1. An inverse opal hydrogel scaffold device comprising a polymer matrix and a sacrificial porogen, wherein said porogen comprises an ionically-crosslinked polymer, a thermosensitive polymer, a thermoresponsive polymer, a pH-sensitive polymer, or a photocleavable polymer.
- View Dependent Claims (2, 3, 4, 5, 6, 7, 8, 9, 10, 11)
- - 2. The inverse opal hydrogel of claim 1, wherein said polymer matrix further comprises an isolated eukaryotic cell.
  - 3. The inverse opal hydrogel of claim 1, wherein said polymer matrix is crosslinked and wherein scaffold device further comprises an isolated cell encapsulated in said crosslinked polymer matrix.
  - 4. The inverse opal hydrogel of claim 1, wherein said polymer matrix comprises a synthetic polymer.
  - 5. The inverse opal hydrogel of claim 1, wherein said polymer matrix comprises covalent crosslinking
  - 6. The inverse opal hydrogel of claim 1, wherein said polymer matrix comprises a poly(lactide-coglycolide) (PLGA), poly(acrylic acid), polyethylene glycol (PEG), poly (vinyl alcohol), or polyphosphazene.
  - 7. The inverse opal hydrogel of claim 1, wherein said sacrificial porogen comprises alginate, collagen, gelatin, fibrin, agarose, hyaluronic acid, or chitosan.
  - 8. The inverse opal hydrogel of claim 1, wherein said ionically crosslinked polymer comprises alginate.
  - 9. The inverse opal hydrogel of claim 1, wherein said ionically crosslinked polymer is removed by adding a metal-chelating agent selected from the group consisting of citric acid, ethylenediamine, ethylenediaminetetraacetic acid (EDTA), diethylenetriaminepentaacetic acid (DTPA), and N,N-bis(carboxymethyl)glycine (NTA).

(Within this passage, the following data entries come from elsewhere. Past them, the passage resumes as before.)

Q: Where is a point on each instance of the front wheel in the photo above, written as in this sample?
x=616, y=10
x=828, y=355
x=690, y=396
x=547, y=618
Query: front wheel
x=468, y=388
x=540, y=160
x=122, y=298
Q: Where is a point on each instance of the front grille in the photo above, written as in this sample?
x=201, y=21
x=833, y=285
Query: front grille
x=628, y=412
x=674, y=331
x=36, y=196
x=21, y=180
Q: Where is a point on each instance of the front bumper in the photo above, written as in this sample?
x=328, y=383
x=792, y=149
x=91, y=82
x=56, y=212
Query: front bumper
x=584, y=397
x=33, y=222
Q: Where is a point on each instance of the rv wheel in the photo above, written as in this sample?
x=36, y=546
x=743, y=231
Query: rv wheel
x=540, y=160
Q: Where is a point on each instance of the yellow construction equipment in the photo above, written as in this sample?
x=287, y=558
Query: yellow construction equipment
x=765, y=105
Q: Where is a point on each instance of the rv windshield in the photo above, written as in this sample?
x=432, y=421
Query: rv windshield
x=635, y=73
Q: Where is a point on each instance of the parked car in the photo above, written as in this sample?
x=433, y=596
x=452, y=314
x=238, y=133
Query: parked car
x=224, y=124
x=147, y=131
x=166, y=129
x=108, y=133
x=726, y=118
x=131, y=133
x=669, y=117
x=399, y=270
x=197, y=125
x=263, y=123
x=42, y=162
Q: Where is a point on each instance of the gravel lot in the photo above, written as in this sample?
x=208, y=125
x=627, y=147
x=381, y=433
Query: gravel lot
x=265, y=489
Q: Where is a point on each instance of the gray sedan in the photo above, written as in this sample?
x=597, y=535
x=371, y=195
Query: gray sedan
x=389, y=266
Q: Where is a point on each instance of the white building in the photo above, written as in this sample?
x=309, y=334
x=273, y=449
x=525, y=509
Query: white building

  - 10. The inverse opal hydrogel of claim 1, wherein said thermosensitive polymer comprises agarose, gelatin, or collagen.
  - 11. The inverse opal hydrogel of claim 1, wherein said thermoresponsive polymer is selected from the group consisting of poly(N-isopropylacrylamide), poly(N-ethylacrylamide), poly(N-cyclopropymethacrylamide), poly(N-methyl-N-ethylacrylamide), poly(N-acryloylpyrrolidine), poly(N-ethylmethacrylamide), poly(N-cyclopropylacrylamide), poly(N-cyclopropylacrylamide), poly(N,N-diethylacrylamide), poly(N-isopropylacrylamide), poly(N-vinylcaprolactam), poly(N-n-propylmethacrylamide), poly(N-methyl-N-isopropylacrylamide), poly(N-n-propylacrylamide), poly(N-methyl-N-n-propylacrylamide), and poly(N-acryloylpiperidine).

12. A method of producing an inverse opal hydrogel with open, interconnected pores comprising:
- compressing a plurality of template porogen particles into a mold;
  
  adding a composition comprising a polymer solution and a first plurality of cells to the interstitial space between template porogen particles in said mold to polymerize said template porogen particles;
  
  removing said template porogen particles;
  
  thereby producing an inverse opal hydrogel with open, interconnected pores.
- View Dependent Claims (13, 14, 15, 16, 17, 18, 19, 20, 21, 22, 23, 24, 25, 26, 30)
- - 13. The method of claim 12, wherein said template porogen particles are removed without using toxic organic solvents or lyophilization.
  - 14. The method of claim 12, wherein said cells are encapsulated in said inverse opal hydrogel.
  - 15. The method of claim 12, wherein said template porogen particle is an ionically crosslinked polymer, a thermosensitive polymer, a thermoresponsive polymer, a pH-responsive polymer, or a photo-cleavable polymer.
  - 16. The method of claim 15, wherein said ionically crosslinked polymer is alginate.
  - 17. The method of claim 15, wherein said ionically crosslinked polymer is removed by adding a metal-chelating agent selected from the group consisting of citric acid, ethylenediamine, ethylenediaminetetraacetic acid (EDTA), diethylenetriaminepentaacetic acid (DTPA), and N,N-bis(carboxymethyl)glycine (NTA).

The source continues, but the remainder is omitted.